A recent decision from the federal Occupational Safety and Health Review Commission calls into question OSHA’s ability to use the “multi-employer worksite” doctrine to issue citations for safety violations to parties other than the employer of the workers exposed to the danger. Under the doctrine, OSHA can cite a company for safety violations even if its own employees were not exposed to the hazard, if it had “control” over the worksite. The doctrine is used most frequently to cite general contractors on construction sites for safety issues involving employees of subcontractors. In Secretary of Labor v. Summit Contractors, the cited contractor challenged the legal basis for a multi-employer citation, claiming that it was not the employer of those exposed to the hazard, and did not create the hazardous condition.
OSHRC held for the contractor, and vacated the citation. In a split decision, the Commission found that the doctrine was based on a shaky interpretation of the OSH Act, and that it had been inconsistently interpreted by OSHA over the years. While the decision did not flatly reject the doctrine, and was accompanied by a strong dissent, it limits use of the doctrine to situations where the general contractor has a significant role in creating the hazardous condition.
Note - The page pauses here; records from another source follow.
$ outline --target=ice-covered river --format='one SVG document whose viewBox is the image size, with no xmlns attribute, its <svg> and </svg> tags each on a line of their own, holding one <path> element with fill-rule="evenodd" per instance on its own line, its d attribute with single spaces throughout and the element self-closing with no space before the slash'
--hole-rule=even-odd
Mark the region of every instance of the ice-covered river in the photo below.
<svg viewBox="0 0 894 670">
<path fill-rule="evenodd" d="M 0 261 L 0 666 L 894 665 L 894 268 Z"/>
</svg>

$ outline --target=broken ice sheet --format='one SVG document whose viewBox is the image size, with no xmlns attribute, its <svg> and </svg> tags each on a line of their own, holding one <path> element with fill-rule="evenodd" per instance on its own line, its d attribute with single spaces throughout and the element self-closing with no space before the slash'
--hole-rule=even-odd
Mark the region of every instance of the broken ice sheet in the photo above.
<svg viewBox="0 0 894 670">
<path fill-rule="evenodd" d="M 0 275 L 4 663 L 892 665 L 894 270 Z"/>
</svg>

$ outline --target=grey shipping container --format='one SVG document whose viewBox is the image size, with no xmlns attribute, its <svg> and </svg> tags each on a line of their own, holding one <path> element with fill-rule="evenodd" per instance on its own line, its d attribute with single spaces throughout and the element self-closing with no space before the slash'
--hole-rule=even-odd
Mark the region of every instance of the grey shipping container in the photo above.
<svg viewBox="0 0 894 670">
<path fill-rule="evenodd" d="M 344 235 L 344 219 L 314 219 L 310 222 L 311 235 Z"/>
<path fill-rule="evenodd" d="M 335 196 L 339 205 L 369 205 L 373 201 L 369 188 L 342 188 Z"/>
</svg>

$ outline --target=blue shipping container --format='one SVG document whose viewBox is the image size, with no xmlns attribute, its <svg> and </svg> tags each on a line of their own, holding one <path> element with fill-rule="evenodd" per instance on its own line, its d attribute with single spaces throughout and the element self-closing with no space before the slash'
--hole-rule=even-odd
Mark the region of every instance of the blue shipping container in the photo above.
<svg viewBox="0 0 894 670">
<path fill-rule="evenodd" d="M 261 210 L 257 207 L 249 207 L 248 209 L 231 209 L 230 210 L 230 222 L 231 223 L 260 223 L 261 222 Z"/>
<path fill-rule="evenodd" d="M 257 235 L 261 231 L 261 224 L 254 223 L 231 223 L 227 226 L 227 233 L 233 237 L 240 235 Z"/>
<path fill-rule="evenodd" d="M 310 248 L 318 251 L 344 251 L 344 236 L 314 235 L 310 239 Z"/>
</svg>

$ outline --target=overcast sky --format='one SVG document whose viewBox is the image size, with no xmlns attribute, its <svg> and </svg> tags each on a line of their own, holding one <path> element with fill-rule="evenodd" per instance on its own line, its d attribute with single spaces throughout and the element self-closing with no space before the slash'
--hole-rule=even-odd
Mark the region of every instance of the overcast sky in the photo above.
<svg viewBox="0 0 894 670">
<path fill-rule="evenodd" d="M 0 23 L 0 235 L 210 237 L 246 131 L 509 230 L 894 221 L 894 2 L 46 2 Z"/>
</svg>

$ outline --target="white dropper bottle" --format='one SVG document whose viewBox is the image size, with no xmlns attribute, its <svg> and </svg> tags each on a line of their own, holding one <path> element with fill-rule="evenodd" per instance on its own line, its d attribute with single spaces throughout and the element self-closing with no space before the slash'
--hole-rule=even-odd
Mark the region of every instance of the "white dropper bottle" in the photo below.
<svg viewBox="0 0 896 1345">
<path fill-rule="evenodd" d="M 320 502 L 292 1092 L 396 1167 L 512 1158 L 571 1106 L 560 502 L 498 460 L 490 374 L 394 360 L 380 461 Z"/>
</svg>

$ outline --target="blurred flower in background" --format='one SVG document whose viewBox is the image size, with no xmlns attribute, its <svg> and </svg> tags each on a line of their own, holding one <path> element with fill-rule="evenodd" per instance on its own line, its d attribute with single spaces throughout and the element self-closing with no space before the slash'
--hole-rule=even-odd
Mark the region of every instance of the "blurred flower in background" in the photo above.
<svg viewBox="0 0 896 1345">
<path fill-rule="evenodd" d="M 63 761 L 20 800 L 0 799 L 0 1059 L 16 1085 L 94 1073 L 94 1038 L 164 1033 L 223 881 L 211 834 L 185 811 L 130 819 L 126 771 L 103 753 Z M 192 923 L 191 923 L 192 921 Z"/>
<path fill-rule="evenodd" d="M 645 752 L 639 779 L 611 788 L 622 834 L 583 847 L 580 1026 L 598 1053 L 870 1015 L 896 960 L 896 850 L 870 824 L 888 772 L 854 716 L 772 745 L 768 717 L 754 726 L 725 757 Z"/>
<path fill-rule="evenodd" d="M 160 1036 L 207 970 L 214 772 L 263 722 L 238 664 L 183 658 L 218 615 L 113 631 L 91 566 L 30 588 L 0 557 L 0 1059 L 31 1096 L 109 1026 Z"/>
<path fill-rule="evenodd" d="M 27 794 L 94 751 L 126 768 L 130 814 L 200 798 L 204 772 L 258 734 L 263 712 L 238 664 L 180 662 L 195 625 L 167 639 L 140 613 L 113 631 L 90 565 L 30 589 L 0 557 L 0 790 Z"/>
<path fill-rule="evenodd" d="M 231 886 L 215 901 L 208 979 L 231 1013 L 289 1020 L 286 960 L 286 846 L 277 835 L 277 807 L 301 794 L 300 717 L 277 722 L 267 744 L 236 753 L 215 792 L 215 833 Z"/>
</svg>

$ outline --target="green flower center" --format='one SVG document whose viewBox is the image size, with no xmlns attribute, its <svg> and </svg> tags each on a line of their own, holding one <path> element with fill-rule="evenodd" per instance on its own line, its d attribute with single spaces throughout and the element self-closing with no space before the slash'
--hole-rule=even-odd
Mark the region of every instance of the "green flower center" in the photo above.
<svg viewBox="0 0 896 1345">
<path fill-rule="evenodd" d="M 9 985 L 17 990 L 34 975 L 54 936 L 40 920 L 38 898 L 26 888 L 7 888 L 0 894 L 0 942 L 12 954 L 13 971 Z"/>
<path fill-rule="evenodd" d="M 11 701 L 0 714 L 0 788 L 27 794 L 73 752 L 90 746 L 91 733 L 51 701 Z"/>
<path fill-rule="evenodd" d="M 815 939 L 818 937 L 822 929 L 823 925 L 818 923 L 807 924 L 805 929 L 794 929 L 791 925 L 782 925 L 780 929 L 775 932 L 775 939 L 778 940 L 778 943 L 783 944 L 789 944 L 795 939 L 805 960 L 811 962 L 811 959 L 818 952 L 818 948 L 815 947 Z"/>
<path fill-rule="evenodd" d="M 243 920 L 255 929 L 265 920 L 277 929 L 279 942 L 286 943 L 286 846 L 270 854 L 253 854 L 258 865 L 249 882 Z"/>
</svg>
North and South Carolina have federally approved OSHA programs, and are not required to follow OSHRC precedent. North Carolina OSHA in particular has been increasingly aggressive in its issuance of multi-employer worksite citations to general contractors in an effort to force them to police safety practices of subcontractors. This decision provides a significant precedent and opportunity for employers in both states to contest multi-employer worksite citations. DOL will probably appeal the decision to federal court, and the eventual outcome of the litigation may settle the use of the doctrine for both federal and state OSHA enforcement programs.